Izetbegovic is the son of Bosnian Muslim wartime leader Alija Izetbegovic. Following the Oct. 3 general elections, he replaced hardliner Haris Silajdzic, who had dominated the Bosnian Muslim political scene since the end of the 1992-1995 war, in the presidency.

The presidency’s outgoing Croat and Serb members–Zeljko Komsic and Nebojsa Radmanovic–were re-elected.

The new members of Bosnia's collective presidency, Bakir Izetbegovic (L), Zeljko Komsic (C) and Nebojsa Radmanovic attend the inauguration ceremony of the new presidency in Sarajevo

“Now we have to focus on work and future. We have to take over our political responsibility,” said Radmanovic, who will be the first to hold the presidency’s rotating chair.

The members of the presidency rotate as chairman every eight months.

Radmanovic stressed that Bosnia’s integration into the European Union would be his priority. But he called on the international community to leave it up to local leaders to search for compromises.

“It is necessary to renew a democratic dialogue and trust…We all have to show political patience since in Bosnia-Herzegovina nothing can be done in haste and at the expense of the others,” he said.

“It is only together that we can make from Bosnia better and successful” country, Komsic said.

Results of the October vote showed that moderates dominate in Bosnia’s Muslim community.

However, in the Serb-run half of Bosnia, nationalist leader Milorad Dodik, who strongly opposes any strengthening of the country’s weak central government as sought by Brussels and Washington, remained in power.

Since the 1992-1995 war Bosnia consists of two semi-independent entities–the Muslim-Croat Federation and the Serb-run Republika Srpska.

Each entity has its own government while they share joint institutions, including the tripartite presidency.
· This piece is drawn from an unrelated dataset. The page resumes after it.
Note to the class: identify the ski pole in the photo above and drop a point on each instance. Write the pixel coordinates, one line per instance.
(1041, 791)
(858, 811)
Immediately after October elections, EU called on Bosnian political leaders to make “tough compromises” in order to build “functional” institutions, capable of implementing reforms needed to join the 27-nation bloc.

A series of earlier reforms allowed Bosnia to unify its armed forces, customs services and fiscal system.

But ethnic differences mainly between Muslims and Serbs have blocked efforts to boost other central institutions.

The war between Bosnia’s Croats, Muslims and Serbs claimed some 100,000 lives.